New venue will be built at Lusail to the north of the capital
Doha has approached contractors for another sporting venue as it moves closer to starting construction work on the $4bn of stadiums and arenas it plans to build for the 2020 Olympic Games and football’s 2022 World Cup.
The Qatar Olympic Committee has invited selected contractors to express interest in building the Al-Thumama multi-purpose sports hall at Lusail to the north of Doha. The hall will be built at the future Olympic park at Lusail, on vacant land in close proximity of the road that connects Doha’s West Bay with Al-Khor, close to the Qatar Shooting Association and Lusail Racing Circuit.
The project involves building a 19,132-seater multi-purpose hall with 16,432 fixed and 2,700 retractable seats for basketball, volleyball and handball games. It will have a basement and five above ground levels, with a mezzanine between the ground and the first floor. The built-up area is 107,650 square metres.
The Olympic committee has already invited contractors to express interest in two packages. The first is the enabling works and the second is for the construction of the main building, site infrastructure and facades. Both packages will be completed as lump-sum fixed-price contracts.
Contractors have already expressed interest in the design and build contract for the steel structure with associated cladding and glazing works. The 14 companies that want to take part in the tender are:
- Cimolai (Italy)
- Cleveland Bridge (UAE)
- Donges Steeltec (Germany)
- Eiffel Construction (France)
- Eversendai Engineering (Malaysia)
- Permasteelisa Gartner (Italy)
- Ingemetal (Spain)
- Max Boegl (Germany)
- Mero (Germany)
- Nurol (Turkey)
- Seele (Germnay)
- Victor Buyck (Malaysia)
- Waagner Biro (Germany)
- William Hare (UK)
The Al-Thumama multi-purpose hall is the second Olympic facility that contractors have been approached for this year. In February, contractors were asked to express interest in construction contracts for a new venue at the Al-Sadd sports club, close to the Al-Waab intersection in Doha.
The sports hall will be designed for basketball, volleyball, handball, badminton and gymnastics, with a total seating capacity of 7,500. The hall will have a total built-up area of 52,200 square metres and will consist of five levels and basement car parking. The two packages that will be tendered on that project are for the enabling works and main building works and site infrastructure.
The projects are part of Doha’s extensive plans to upgrade its sporting infrastructure for the Olympics and World Cup and create new opportunities for sporting events for the region.

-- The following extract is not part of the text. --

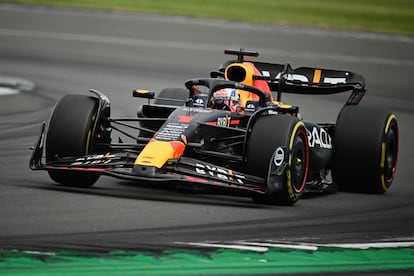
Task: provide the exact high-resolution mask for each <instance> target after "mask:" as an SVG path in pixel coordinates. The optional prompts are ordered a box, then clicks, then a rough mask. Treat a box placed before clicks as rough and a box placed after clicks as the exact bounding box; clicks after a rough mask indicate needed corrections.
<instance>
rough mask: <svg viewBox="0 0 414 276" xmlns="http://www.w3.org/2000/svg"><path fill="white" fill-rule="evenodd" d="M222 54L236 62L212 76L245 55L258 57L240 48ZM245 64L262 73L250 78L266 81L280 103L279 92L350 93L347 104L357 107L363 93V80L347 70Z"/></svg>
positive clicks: (317, 94) (299, 92)
mask: <svg viewBox="0 0 414 276" xmlns="http://www.w3.org/2000/svg"><path fill="white" fill-rule="evenodd" d="M225 54H228V55H237V56H238V59H237V60H230V61H227V62H226V63H224V64H223V65H222V67H221V68H220V70H219V71H218V72H217V71H216V72H212V76H213V75H215V76H216V77H217V76H221V72H224V70H225V68H226V67H227V66H229V65H230V64H233V63H242V62H244V56H249V57H257V56H258V55H259V54H258V53H257V52H249V51H245V50H243V49H240V50H225ZM248 62H251V63H252V64H254V66H255V67H256V68H257V69H258V71H260V72H261V75H254V76H253V79H260V80H266V81H267V83H268V85H269V88H270V90H271V91H273V92H277V93H278V96H277V98H278V99H277V100H278V101H281V95H282V93H294V94H310V95H321V94H335V93H342V92H345V91H352V94H351V96H350V98H349V99H348V101H347V104H358V103H359V102H360V100H361V99H362V97H363V96H364V94H365V91H366V90H365V79H364V77H363V76H362V75H359V74H357V73H353V72H350V71H338V70H329V69H319V68H312V67H299V68H296V69H293V68H292V67H291V66H290V64H274V63H265V62H256V61H248ZM223 76H224V75H223Z"/></svg>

Doha secured the rights to host Fifa’s football World Cup in late 2010 and is one of five cities that have applied to host the Olympics in 2020 along with Baku, Istanbul, Madrid and Tokyo. Candidate cities will be picked on 23 May, ahead of the host being selected on 7 September.
On 14 April, Qatar’s Heir Apparent, Sheikh Tamim bin Hamad al-Thani, the president of the Qatar Olympic Committee, and chairman of the Doha 2020 bid, led a presentation to the Association of National Olympic Committees in Moscow. At the event, he said: “We want to utilise the 2020 Games to create new sporting and commercial opportunities for the Olympic Movement, and develop sporting programmes and venues that benefit an entire region.”
The heir apparent’s comments highlight the concerns in Doha that it is building facilities for one-off events that will not be used in the future. “Our plan ensures no ‘white elephants’, it is a totally sustainable approach – for the environment, for the venues, for our communities and for sport in the region,” says Noora al-Mannai, the chief executive officer of Doha’s Olympic bid.
Doha says many of the facilities it needs for the Olympics are already built. It estimates that 35 per cent of the venues required to host the games already exist, while 56 per cent of the competition sites are already planned and budgeted for in Qatar’s 2030 Vision plan. Doha has already invited contractors to express interest in one of the planned venues. “Qatar has put in place a sports masterplan, which is the basis of Doha’s bid and means that 91 per cent of our Games sports venues are already built or planned and budgeted for,” says Al-Mannai.
Another key concern for the organising committees in Doha is holding sporting events during the hot weather of the summer. Qatar plans to mitigate these concerns for the Olympics by hosting the event in October. “Athletes are at the heart of this vision. They must have the right conditions to perform. That is why the QOC has been engaging with the International Federations on the timing of a possible Doha 2020 Games,” said Sheikh Tamim. “This has resulted in our proposal to host the Olympic Games from 2-18 October and the Paralympic Games from the 4-15 November. “We have chosen those dates to deal directly with the issue of temperature. To ensure excellent conditions for athletes, spectators, and media, similar to those of previous Olympic Host cities.”